The Human Role in Digital Transformation

Digital Transformation is a phrase that is often misunderstood.  It has been driven by digital technologies such as social media, online applications, mobile devices, cloud computing and A.I. that generate, store and process data, but it is fundamentally about implementing new processes to create, enable, manage

and deliver digital products and services with a continuous and iterative approach to integrating business, operations, and emerging technologies.  That requires organisational change and strong top-down leadership to foster and drive a change in mindsets and therefore involves significant human input.

Successful Digital Transformation can see revenues grow through the creation of new products and increased productivity

Firms that have prospered in their programmes of Digital Transformation have fostered a culture of organisation-wide collaboration between employees and empowered them to be creative whilst failing fast.  Rather than focusing on merely cutting cost, successful Digital Transformation can see revenues grow through the creation of new products and increased productivity.  New skills are required to implement modern processes and transformation programmes that redefine how firms operate.  Firms that are defensive in their business strategy by focusing on cost leadership may actually be better served by directing resources towards building new business models and developing new product lines.

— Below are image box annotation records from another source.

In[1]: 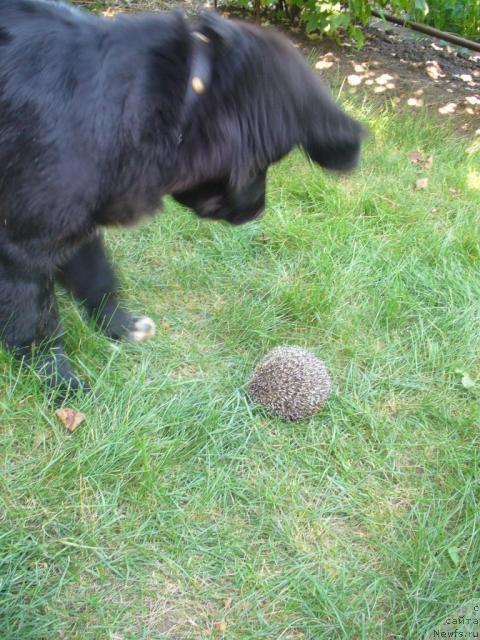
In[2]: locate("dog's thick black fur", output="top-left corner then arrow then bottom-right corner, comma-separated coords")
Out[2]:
0,0 -> 362,398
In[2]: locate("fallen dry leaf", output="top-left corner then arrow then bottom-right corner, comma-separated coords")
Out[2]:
55,407 -> 86,433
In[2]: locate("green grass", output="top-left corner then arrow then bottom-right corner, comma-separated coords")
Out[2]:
0,102 -> 480,640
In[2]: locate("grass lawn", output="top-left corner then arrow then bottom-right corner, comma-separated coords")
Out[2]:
0,104 -> 480,640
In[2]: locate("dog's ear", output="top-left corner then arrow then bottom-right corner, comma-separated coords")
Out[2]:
196,11 -> 237,46
302,107 -> 365,171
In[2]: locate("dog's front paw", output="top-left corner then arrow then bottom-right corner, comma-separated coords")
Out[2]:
126,316 -> 156,342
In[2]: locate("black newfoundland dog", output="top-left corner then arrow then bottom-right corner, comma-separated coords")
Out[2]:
0,0 -> 362,398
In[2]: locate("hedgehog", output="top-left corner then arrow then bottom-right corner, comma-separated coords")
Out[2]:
248,346 -> 331,421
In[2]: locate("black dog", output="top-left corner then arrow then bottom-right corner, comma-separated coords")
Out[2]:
0,0 -> 362,398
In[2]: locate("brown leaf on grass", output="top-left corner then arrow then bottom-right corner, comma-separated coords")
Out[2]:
415,178 -> 428,191
55,407 -> 86,433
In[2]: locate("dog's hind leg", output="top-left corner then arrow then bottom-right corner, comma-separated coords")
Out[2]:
0,264 -> 88,398
57,235 -> 155,342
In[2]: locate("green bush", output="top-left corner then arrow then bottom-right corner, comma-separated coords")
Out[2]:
416,0 -> 480,41
227,0 -> 480,46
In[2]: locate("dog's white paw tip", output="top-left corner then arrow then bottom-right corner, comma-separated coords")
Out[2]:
128,316 -> 156,342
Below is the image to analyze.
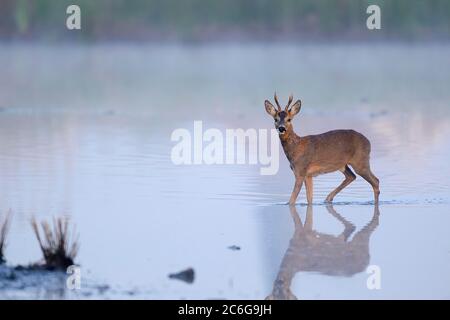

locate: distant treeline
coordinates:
[0,0,450,40]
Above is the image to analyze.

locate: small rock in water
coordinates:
[169,268,195,283]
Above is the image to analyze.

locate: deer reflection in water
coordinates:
[266,205,380,300]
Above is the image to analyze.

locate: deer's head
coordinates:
[264,93,302,135]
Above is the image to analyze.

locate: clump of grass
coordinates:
[0,212,11,264]
[31,217,79,270]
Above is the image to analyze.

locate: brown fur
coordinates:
[264,95,380,204]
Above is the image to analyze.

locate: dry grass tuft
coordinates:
[0,212,11,264]
[31,217,79,270]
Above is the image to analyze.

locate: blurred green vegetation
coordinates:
[0,0,450,40]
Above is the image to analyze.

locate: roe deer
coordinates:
[266,204,380,300]
[264,93,380,204]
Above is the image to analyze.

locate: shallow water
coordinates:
[0,44,450,299]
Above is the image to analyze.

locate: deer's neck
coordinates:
[280,128,301,161]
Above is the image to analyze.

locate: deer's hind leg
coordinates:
[305,176,313,204]
[354,167,380,204]
[325,165,356,203]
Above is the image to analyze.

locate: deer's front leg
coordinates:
[289,176,305,205]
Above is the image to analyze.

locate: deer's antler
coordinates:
[273,92,281,111]
[284,93,294,111]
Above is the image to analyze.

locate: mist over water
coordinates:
[0,44,450,299]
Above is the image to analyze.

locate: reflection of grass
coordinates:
[0,213,11,264]
[31,217,79,270]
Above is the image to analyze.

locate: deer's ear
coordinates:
[289,100,302,116]
[264,100,277,117]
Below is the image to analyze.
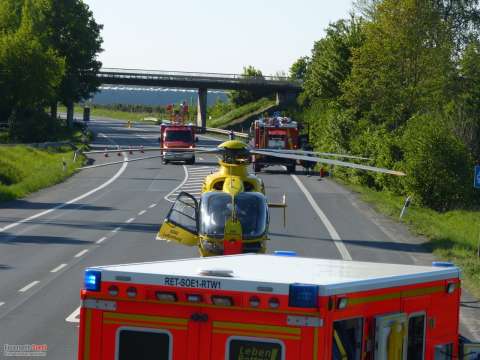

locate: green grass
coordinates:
[58,105,176,124]
[342,182,480,297]
[207,98,276,128]
[0,145,83,201]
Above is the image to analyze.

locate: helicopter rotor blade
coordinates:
[83,147,217,155]
[250,150,406,176]
[255,149,372,160]
[79,151,220,170]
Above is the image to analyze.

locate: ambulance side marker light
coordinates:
[212,295,233,306]
[84,269,102,291]
[248,296,260,307]
[337,297,348,310]
[273,250,297,256]
[187,294,203,303]
[432,261,455,267]
[155,291,177,302]
[288,284,318,308]
[127,287,137,298]
[268,298,280,309]
[108,285,118,296]
[446,283,457,294]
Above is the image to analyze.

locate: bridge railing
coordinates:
[98,68,302,85]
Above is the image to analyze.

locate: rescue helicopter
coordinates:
[81,136,405,256]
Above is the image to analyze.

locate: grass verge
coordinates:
[207,98,276,127]
[0,145,84,201]
[339,180,480,298]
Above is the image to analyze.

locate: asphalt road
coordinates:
[0,120,480,360]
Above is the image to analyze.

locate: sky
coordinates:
[84,0,352,75]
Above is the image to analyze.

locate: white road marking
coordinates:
[18,280,40,292]
[75,249,88,257]
[0,134,128,233]
[50,264,67,273]
[291,174,352,260]
[96,236,107,244]
[65,306,80,322]
[164,165,188,203]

Successful Digital Transformation requires a flexible workforce that can switch seamlessly and intuitively between tasks and the combination of the right technologies and well trained human labour is fundamental to that.

Conclusion

Digital Transformation and Artificial Intelligence are two driving forces behind modern business innovation and to be effective they each require the right mix of human and technology input.  Today’s A.I. is regarded as “narrow A.I.” and is built with a singular purpose without the ability to fundamentally change the scope or boundaries of its design.  Artificial General Intelligence, where machine intelligence has full human-like capabilities and can perform any task that a human can do, is still many years away.  Until machines are capable of doing everything that humans do, we will remain as the innovators, policymakers, decision-makers, managers and more.  In 30 years, jobs and firms will look very different from today, and whilst upskilling, retraining and education of workers will be necessary in order to adapt to the change, it is no different to what happened during the first and the second industrial revolutions and is nothing we haven’t seen before.  As John F. Kennedy stated in 1962, “If men have the talent to invent new machines that put men out of work, they have the talent to put those men back to work”.